The accident at the Chernobyl Nuclear Power Plant in 1986 was the most severe in the history of the nuclear industry, causing a huge release of radionuclides over large areas of Europe. The recently completed Chernobyl Forum concluded that after a number of years, along with reduction of radiation levels and accumulation of humanitarian consequences, severe social and economic depression of the affected regions and associated psychological problems of the general public and the workers had become the most significant problem to be addressed by the authorities.
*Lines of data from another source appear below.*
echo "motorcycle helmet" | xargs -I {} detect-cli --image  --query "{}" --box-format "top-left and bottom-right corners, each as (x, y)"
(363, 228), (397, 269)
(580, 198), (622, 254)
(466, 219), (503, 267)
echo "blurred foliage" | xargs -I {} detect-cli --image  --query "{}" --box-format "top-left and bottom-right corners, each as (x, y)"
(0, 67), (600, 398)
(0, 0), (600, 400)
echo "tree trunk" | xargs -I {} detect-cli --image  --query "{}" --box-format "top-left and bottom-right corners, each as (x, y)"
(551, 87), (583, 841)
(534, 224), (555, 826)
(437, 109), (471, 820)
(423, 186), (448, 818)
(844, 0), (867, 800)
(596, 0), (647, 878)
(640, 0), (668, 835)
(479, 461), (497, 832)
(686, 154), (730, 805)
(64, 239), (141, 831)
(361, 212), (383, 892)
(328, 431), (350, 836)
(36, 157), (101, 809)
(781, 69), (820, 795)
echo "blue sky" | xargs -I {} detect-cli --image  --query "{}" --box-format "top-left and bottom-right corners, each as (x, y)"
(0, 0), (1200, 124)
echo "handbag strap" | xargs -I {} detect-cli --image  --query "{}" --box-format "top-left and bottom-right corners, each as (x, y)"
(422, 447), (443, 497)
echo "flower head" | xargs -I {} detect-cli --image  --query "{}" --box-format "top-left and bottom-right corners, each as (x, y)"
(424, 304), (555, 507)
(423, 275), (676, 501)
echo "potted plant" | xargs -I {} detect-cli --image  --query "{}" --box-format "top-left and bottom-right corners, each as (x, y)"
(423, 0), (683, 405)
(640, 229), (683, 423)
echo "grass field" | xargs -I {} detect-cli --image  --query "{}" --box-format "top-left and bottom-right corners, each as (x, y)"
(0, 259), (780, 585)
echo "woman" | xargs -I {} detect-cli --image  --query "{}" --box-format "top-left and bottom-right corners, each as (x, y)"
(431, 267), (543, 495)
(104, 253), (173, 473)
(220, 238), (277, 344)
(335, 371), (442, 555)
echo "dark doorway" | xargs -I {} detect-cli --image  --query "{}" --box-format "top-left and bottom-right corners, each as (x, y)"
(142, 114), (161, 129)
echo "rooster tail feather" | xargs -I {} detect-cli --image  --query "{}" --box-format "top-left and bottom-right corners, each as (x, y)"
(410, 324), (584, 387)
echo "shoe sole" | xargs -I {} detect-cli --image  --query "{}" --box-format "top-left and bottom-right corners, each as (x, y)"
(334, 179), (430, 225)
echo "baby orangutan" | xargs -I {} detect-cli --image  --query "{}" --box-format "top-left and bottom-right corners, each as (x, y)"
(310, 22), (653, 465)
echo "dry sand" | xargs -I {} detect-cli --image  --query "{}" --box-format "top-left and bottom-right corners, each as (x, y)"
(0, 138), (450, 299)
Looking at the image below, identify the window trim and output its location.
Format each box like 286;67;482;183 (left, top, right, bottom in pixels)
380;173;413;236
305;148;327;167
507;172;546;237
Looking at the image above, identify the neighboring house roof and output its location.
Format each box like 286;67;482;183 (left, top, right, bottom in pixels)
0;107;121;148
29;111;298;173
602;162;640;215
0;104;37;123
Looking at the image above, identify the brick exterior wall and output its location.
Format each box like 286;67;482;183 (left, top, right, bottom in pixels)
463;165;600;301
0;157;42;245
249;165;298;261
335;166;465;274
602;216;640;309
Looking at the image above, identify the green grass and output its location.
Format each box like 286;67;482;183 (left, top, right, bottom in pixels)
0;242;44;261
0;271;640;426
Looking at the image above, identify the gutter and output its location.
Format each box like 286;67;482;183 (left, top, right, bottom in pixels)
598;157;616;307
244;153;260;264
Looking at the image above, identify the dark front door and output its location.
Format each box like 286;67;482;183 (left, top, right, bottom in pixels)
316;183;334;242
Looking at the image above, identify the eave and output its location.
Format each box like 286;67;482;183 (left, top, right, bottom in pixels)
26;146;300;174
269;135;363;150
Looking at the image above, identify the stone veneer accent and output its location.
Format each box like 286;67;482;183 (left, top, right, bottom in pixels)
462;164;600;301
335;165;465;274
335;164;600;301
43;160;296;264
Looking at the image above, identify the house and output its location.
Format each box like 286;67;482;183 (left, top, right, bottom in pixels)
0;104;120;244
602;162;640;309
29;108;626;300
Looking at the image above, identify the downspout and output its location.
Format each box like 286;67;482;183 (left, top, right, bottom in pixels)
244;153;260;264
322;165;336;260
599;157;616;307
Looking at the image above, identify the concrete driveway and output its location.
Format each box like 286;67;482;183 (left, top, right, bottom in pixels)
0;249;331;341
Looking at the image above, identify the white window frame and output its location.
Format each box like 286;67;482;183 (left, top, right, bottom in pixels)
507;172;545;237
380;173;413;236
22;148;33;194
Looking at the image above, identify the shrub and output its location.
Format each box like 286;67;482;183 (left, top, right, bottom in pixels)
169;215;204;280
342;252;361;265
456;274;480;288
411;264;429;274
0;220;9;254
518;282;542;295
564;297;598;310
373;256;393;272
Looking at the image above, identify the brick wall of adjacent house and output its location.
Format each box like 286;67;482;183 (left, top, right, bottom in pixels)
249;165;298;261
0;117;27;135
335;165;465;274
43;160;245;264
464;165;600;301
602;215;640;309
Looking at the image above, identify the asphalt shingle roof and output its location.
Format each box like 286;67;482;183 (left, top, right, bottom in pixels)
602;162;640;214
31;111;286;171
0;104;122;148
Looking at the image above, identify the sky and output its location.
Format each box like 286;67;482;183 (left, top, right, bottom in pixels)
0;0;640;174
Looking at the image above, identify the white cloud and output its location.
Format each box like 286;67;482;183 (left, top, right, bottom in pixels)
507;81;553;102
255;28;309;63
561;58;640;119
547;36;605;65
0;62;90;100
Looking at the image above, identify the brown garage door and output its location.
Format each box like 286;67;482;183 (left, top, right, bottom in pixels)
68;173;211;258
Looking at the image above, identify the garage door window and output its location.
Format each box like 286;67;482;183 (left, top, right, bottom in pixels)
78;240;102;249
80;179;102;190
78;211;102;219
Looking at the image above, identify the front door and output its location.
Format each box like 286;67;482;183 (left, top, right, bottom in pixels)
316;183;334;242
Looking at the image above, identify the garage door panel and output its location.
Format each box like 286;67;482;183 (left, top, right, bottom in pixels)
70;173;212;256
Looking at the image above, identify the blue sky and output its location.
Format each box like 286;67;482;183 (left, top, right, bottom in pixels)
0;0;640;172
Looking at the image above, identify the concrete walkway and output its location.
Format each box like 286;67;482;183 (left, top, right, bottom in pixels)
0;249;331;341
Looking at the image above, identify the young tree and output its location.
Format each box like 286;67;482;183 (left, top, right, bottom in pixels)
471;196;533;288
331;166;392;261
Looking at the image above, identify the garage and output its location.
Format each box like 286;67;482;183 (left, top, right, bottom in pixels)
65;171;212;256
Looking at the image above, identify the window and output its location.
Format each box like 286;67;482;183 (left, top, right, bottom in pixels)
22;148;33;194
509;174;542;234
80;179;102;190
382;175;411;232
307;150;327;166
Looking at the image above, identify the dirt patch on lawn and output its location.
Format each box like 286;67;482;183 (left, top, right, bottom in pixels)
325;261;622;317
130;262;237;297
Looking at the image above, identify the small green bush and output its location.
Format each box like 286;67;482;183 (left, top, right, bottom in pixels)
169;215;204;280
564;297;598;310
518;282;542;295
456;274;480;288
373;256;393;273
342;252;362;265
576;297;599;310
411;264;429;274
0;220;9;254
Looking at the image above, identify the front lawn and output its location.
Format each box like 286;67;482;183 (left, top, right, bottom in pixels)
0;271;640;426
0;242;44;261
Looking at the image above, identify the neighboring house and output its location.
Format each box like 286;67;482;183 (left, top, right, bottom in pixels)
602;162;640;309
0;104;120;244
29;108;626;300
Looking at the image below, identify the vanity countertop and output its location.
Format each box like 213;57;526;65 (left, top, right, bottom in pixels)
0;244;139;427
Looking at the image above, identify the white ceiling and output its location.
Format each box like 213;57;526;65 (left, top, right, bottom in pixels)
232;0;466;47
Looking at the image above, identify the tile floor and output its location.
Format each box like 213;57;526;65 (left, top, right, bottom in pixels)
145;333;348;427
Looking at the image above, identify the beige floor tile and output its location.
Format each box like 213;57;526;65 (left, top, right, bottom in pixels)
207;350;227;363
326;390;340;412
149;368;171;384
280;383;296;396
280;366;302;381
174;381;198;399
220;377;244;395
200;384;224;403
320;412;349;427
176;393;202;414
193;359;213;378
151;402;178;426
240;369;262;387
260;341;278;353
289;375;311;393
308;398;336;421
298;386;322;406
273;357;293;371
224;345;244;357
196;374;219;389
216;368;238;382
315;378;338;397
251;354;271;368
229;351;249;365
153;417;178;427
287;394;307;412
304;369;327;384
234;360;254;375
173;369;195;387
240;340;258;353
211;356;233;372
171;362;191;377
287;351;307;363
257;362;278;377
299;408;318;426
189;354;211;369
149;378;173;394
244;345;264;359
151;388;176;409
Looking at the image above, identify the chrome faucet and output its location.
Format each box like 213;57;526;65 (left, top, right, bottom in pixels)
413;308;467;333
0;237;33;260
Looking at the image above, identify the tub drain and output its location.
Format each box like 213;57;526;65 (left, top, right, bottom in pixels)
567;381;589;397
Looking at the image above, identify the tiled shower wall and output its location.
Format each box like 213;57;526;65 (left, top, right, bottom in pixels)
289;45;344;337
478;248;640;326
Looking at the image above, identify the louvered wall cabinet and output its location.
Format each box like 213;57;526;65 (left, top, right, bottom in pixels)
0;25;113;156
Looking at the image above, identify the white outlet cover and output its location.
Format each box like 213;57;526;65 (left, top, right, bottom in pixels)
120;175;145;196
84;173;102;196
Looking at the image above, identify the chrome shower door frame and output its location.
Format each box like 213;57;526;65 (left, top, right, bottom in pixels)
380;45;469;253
The majority of the >600,000 emergency and recovery operation workers and five million residents of the contaminated areas in Belarus, Russia, and Ukraine received relatively minor radiation doses which are comparable with the natural background levels. An exception is a cohort of several hundred emergency workers who received high radiation doses and of whom 28 persons died in 1986 due to acute radiation sickness. Apart from the dramatic increase in thyroid cancer incidence among those exposed to radioiodine at a young age and some increase of leukemia in the most exposed workers, there is no clearly demonstrated increase in the somatic diseases due to radiation. There was, however, an increase in psychological problems among the affected population, compounded by the social disruption that followed the break-up of the Soviet Union. Despite the unprecedented scale of the Chernobyl accident, its consequences on the health of people are far less severe than those of the atomic bombings of the cities of Hiroshima and Nagasaki. Studying the consequences of the Chernobyl accident has made an invaluable scientific contribution to the development of nuclear safety, radioecology, radiation medicine and protection, and also the social sciences. The Chernobyl accident initiated the global nuclear and radiation safety regime.

* International Atomic Energy Agency, Vienna, Austria.